Gazette de Liége

"Quelle place après la Place ?", s’interrogeait il y a plus de deux ans (voir notre édition du 7/10/2011) la "Gazette de Liége" eu égard au départ annoncé du théâtre de la Place. Lequel a trouvé refuge depuis septembre dernier dans l’écrin restauré du bâtiment de la Société libre d’Émulation, laissant derrière lui une place de l’Yser, sise au cœur du quartier d’Outremeuse, orpheline de cette institution. Le moins que l’on puisse écrire est que le devenir de cette vaste place n’a depuis lors cessé de faire jaser, et ce jusqu’au Conseil communal de ce lundi soir où un point la concernant était à l’ordre du jour.

Ainsi que rappelé par l’échevin liégeois des Travaux Roland Léonard (PS), il s’agissait du second passage du point en séance publique après le lancement décidé au printemps d’un marché public en vue de la démolition de l’ancien bâtiment du théâtre de la Place.

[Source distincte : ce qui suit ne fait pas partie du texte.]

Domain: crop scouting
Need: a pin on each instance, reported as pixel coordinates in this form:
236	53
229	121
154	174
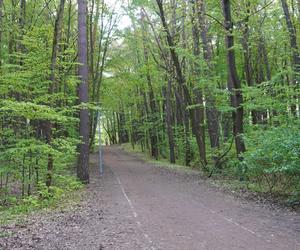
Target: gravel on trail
138	205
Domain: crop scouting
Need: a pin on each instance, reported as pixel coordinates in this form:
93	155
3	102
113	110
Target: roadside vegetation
211	85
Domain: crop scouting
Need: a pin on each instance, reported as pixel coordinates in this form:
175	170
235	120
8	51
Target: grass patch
67	191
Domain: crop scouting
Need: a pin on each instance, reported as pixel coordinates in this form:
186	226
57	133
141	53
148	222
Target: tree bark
153	106
1	27
211	111
55	47
198	125
234	84
169	123
83	159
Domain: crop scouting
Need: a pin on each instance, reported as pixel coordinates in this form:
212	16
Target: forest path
137	205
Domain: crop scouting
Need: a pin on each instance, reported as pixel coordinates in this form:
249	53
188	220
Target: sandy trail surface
138	205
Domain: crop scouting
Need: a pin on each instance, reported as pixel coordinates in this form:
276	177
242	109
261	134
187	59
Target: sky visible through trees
211	85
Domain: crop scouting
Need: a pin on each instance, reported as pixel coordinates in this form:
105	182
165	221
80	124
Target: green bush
273	157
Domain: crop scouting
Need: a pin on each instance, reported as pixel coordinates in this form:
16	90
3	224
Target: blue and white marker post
100	146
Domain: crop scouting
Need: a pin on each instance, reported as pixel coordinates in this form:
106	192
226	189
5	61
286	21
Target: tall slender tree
234	84
83	158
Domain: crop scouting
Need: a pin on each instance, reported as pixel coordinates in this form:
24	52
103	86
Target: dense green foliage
141	66
39	107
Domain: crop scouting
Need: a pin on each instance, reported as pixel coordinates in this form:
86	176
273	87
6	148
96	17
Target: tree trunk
83	159
55	47
295	51
1	27
234	84
169	122
198	116
153	108
211	111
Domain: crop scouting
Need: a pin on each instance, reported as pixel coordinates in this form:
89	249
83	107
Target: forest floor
138	205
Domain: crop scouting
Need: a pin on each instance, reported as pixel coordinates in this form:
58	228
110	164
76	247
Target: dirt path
136	205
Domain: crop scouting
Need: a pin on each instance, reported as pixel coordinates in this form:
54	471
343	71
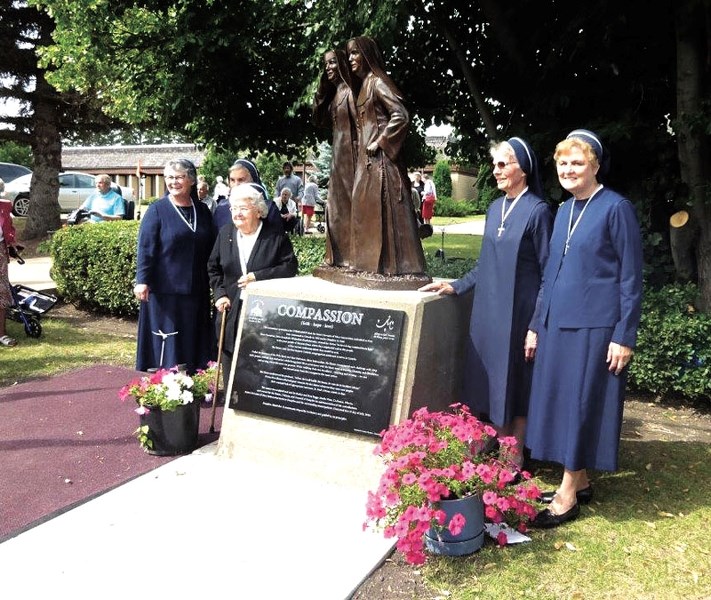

Lequel est squatté depuis plusieurs mois par un collectif culturel protéiforme qui a pris le nom de "théâtre à la Place". Et si le point en question a été réexaminé par le Conseil communal, c’est en raison d’offres remises dont les prix ont été jugés trop élevés et afin de favoriser le recours à une procédure négociée.

Ceci étant dit, les différents groupes ne se sont pas fait prier pour redonner leur point de vue sur l’avenir urbanistique de la place de l’Yser. "En six mois, la situation a considérablement évolué", a ainsi constaté le conseiller MR Pierre Gilissen, faisant notamment référence à l’occupation évoquée plus haut qui pose selon lui des problèmes de sécurité. "Quid de la responsabilité de la Ville en cas d’accident et quid de la sécurisation des lieux après la démolition envisagée ?", s’est demandé ce dernier, évoquant en outre "un sentiment d’abandon du quartier".

Face à un bourgmestre passablement énervé par la tournure du débat, c’est ensuite au groupe Ecolo et aux conseillers Brigitte Ernst et Guy Krettels qu’il est revenu d’intervenir. "Il faut prendre en compte la présence de ce collectif qui a eu une démarche d’appropriation des lieux et qui a un vrai projet culturel en gestation", ont ainsi estimé ces derniers, faisant référence à une visite effectuée récemment au "théâtre à la Place".

De son côté, François Schreuer, conseiller Vega et fondateur de l’ASBL urbAgora qui avait diffusé un communiqué sur le sujet en prélude au Conseil communal, a reconnu que son avis avait évolué. Et de mettre notamment en avant le caractère symbolique du bâtiment en question, lequel doit, selon lui, être conservé et intégré à un futur espace vert. Le hic, même si une partie de la place devrait bien être dévolue à du loisir, c’est qu’on ne sait pas encore grand-chose sur les intentions précises de la Ville. Prenant la parole en dernier lieu et après que le PTB ait épinglé "l’inutilité d’un vote dans l’urgence", le bourgmestre Willy Demeyer (PS) a dit qu’au regard du calendrier de manifestations publiques qui lui a été soumis, la situation avait changé et qu’il pourrait donc devoir procéder à une évacuation des lieux.